March 2004

Human Testing Addressed by
Academies Panel

The National Academies’ National Research Council recently presented the EPA with a report it had requested nearly two years ago regarding the use of human testing for pesticides and other compounds (CS, June 2002). Although it does not recommend banning human exposure outright, testing should only be considered by the agency if it addresses regulatory questions that cannot be answered with animal studies or other testing that does not involve humans.

The recommendations are expected to influence the agency’s draft of intentional dosing studies. EPA had attempted to institute a ban in a December 2001 press release that pledged to refrain from using human data until the academies’ study was completed, but the policy was challenged and struck down in June of 2003. Now that the report is out, the agency must decide how to handle such data.

The authors of the report urged EPA to add several procedures to ensure that such studies adhere to more rigorous ethical and scientific requirements. Equitable selection and recruitment of human subjects and obtaining informed consent from those volunteers were also recommended steps. They also recommended creation of a Human Studies Review Board to evaluate all human dosing studies that are undertaken under agency auspices, and it is hoped that private researchers would submit studies to the board prior to conducting them.

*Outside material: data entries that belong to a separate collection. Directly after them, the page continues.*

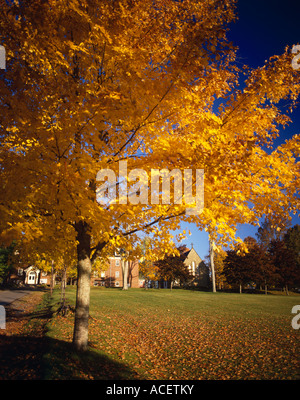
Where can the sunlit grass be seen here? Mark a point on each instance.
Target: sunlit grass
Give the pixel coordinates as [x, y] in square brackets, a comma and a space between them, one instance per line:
[164, 334]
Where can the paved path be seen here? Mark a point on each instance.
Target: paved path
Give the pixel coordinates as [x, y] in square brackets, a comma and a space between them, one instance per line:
[8, 296]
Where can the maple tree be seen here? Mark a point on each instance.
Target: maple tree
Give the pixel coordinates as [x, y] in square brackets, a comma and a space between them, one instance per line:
[89, 84]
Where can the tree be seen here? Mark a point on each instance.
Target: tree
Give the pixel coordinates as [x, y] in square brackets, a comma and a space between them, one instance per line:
[292, 241]
[6, 264]
[270, 230]
[219, 257]
[136, 82]
[172, 268]
[258, 263]
[285, 263]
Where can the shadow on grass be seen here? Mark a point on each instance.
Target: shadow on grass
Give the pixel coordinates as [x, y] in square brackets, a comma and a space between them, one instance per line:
[42, 358]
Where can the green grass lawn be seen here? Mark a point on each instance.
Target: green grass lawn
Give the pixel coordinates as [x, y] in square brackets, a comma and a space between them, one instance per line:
[178, 334]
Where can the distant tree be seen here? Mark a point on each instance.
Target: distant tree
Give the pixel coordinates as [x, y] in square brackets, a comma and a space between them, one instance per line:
[219, 257]
[269, 230]
[234, 269]
[257, 260]
[292, 241]
[6, 264]
[285, 263]
[172, 268]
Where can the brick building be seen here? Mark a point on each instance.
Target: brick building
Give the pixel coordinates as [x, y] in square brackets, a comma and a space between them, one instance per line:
[113, 275]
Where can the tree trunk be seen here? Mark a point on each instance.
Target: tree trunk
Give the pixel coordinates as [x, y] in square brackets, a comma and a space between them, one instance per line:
[51, 279]
[212, 264]
[125, 274]
[287, 290]
[84, 267]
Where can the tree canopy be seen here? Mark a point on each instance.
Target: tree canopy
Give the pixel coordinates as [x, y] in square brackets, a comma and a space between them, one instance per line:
[90, 84]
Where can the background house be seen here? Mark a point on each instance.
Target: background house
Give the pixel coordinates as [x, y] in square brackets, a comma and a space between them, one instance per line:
[198, 272]
[113, 275]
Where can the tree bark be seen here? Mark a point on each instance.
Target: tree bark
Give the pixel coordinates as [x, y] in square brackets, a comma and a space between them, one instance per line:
[125, 274]
[212, 264]
[84, 266]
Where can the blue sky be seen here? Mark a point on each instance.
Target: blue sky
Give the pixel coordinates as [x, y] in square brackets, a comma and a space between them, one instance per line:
[264, 28]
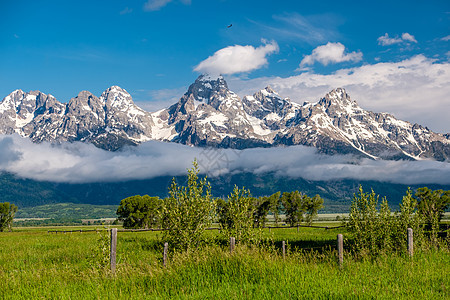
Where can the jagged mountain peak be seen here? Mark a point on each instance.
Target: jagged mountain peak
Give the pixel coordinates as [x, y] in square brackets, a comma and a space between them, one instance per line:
[209, 114]
[115, 89]
[337, 95]
[116, 96]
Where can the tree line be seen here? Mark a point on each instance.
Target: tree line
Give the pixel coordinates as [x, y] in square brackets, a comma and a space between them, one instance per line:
[189, 210]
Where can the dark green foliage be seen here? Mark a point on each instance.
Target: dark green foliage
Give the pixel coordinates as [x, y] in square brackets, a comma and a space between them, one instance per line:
[68, 211]
[299, 207]
[292, 203]
[378, 230]
[187, 212]
[432, 204]
[236, 215]
[366, 223]
[265, 205]
[7, 212]
[139, 211]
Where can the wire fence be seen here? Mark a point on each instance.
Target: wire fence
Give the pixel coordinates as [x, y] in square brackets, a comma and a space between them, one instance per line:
[210, 228]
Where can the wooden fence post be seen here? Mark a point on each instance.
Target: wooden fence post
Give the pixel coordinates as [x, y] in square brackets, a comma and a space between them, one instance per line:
[232, 244]
[166, 248]
[410, 242]
[113, 249]
[340, 245]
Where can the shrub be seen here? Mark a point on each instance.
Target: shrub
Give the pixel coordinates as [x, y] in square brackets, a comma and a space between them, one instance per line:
[236, 215]
[187, 212]
[7, 212]
[139, 211]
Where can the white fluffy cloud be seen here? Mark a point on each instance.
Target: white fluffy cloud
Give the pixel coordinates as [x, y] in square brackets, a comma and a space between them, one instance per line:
[415, 89]
[152, 5]
[330, 53]
[237, 59]
[79, 162]
[385, 40]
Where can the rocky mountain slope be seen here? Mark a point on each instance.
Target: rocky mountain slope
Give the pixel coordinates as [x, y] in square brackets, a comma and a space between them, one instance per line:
[209, 114]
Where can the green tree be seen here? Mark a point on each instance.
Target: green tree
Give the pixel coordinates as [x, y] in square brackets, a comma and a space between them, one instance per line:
[187, 212]
[364, 221]
[311, 207]
[431, 207]
[293, 207]
[262, 207]
[7, 212]
[432, 204]
[236, 214]
[139, 211]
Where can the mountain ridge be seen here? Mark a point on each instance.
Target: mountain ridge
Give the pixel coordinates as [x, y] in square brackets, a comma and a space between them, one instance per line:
[211, 115]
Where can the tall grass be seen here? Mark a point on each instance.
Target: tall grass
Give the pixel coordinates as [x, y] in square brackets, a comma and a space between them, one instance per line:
[36, 265]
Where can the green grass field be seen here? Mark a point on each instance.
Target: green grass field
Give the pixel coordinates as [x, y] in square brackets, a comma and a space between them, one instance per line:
[38, 265]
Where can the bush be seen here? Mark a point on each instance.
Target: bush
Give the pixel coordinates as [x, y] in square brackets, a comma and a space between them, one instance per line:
[236, 215]
[139, 211]
[7, 212]
[376, 231]
[299, 207]
[187, 212]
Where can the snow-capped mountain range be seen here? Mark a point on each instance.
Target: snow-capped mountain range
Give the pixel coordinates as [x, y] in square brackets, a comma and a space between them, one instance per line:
[209, 114]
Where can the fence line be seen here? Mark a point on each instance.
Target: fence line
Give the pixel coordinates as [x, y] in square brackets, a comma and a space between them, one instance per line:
[211, 228]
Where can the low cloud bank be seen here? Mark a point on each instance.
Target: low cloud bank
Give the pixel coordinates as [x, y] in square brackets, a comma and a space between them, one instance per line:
[81, 163]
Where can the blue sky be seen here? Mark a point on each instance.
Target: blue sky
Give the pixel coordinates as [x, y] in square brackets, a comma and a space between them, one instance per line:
[391, 56]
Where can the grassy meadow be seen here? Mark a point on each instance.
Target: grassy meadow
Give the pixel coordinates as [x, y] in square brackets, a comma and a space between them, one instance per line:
[38, 265]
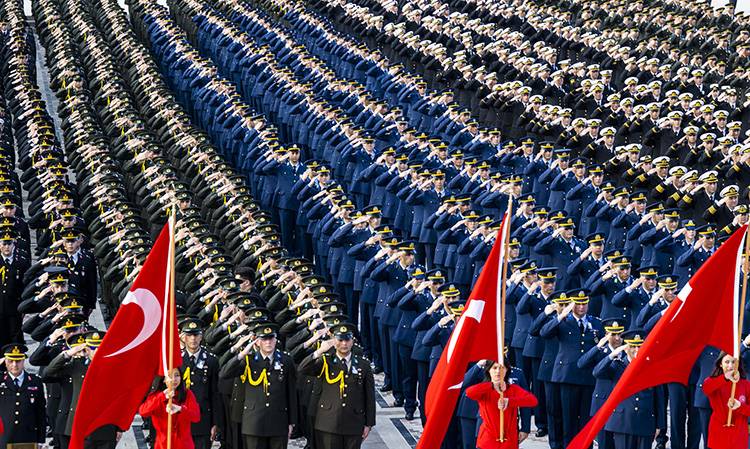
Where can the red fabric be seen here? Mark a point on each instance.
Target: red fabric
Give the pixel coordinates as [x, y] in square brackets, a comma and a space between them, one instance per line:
[702, 315]
[155, 407]
[487, 397]
[474, 338]
[132, 370]
[719, 390]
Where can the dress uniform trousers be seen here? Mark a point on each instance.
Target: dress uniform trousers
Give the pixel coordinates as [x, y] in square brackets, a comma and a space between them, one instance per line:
[254, 442]
[682, 412]
[625, 441]
[554, 415]
[408, 377]
[575, 404]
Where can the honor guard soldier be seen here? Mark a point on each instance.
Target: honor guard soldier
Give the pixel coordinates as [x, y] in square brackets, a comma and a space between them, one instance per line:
[22, 401]
[345, 411]
[577, 332]
[70, 367]
[270, 397]
[200, 373]
[13, 266]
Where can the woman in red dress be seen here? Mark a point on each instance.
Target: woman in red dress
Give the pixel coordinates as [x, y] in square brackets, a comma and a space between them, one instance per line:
[487, 394]
[718, 388]
[184, 410]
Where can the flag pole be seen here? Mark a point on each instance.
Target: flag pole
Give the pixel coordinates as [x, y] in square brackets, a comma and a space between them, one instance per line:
[745, 269]
[504, 277]
[170, 318]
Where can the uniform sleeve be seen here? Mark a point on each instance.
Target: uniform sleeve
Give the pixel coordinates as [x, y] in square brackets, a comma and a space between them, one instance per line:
[291, 393]
[369, 399]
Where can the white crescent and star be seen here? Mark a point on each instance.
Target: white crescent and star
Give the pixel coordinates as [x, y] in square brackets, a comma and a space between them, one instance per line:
[151, 309]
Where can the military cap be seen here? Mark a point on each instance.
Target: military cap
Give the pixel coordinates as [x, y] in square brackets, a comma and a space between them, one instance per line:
[579, 295]
[621, 261]
[639, 195]
[634, 337]
[266, 330]
[560, 297]
[457, 306]
[407, 246]
[709, 177]
[668, 281]
[613, 325]
[191, 325]
[730, 191]
[558, 215]
[333, 308]
[93, 338]
[689, 224]
[417, 272]
[649, 272]
[528, 267]
[343, 331]
[57, 274]
[547, 274]
[449, 290]
[75, 340]
[15, 351]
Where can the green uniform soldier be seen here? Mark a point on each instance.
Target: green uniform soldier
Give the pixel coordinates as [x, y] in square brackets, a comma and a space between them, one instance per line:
[345, 410]
[269, 381]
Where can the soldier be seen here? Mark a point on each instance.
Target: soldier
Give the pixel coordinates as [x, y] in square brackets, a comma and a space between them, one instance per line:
[22, 401]
[69, 368]
[345, 411]
[13, 267]
[200, 373]
[270, 391]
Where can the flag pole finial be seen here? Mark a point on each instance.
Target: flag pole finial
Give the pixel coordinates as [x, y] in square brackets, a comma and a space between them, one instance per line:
[745, 269]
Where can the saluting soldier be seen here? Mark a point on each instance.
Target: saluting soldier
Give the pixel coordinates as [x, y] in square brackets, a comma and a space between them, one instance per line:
[22, 401]
[268, 377]
[345, 411]
[200, 373]
[13, 266]
[70, 367]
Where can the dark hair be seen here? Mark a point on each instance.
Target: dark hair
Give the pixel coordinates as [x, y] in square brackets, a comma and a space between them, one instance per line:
[488, 367]
[719, 371]
[180, 392]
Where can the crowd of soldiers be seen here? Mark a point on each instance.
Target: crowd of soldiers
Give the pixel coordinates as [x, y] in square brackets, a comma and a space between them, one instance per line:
[340, 170]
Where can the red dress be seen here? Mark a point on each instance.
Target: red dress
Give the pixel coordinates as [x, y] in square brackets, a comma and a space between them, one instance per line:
[487, 398]
[155, 407]
[719, 390]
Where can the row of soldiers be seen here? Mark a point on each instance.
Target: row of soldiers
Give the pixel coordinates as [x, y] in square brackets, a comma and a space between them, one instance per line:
[216, 37]
[394, 291]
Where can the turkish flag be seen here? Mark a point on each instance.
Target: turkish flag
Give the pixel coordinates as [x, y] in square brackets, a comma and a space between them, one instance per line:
[478, 335]
[705, 313]
[134, 349]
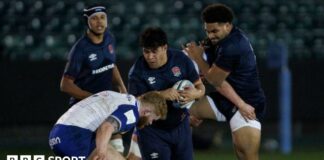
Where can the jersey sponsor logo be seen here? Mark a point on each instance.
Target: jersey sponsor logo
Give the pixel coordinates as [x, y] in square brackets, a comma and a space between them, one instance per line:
[102, 69]
[151, 80]
[92, 57]
[54, 141]
[176, 71]
[130, 116]
[111, 49]
[154, 155]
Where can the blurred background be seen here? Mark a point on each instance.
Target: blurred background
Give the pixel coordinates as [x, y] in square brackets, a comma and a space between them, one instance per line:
[287, 36]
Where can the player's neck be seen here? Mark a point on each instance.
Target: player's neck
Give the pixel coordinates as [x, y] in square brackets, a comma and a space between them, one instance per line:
[95, 38]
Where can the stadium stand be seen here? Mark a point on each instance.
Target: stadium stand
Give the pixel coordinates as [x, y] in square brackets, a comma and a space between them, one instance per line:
[42, 30]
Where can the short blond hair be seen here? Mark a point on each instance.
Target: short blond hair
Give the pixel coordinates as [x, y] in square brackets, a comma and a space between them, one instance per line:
[159, 102]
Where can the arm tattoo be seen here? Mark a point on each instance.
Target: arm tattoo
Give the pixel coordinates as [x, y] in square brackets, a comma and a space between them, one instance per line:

Many data submitters believe that current human data would fulfill the recommended requirements because it was conducted in accordance with the Common Rule, a set of federal regulations governing the protection of human subjects. The regulations were simultaneously adopted by 15 agencies and departments in 1991, including the EPA and the Departments of Agriculture, Defense, Energy, and Health and Human Services. (Chemical Regulation Reporter, 2/23/04).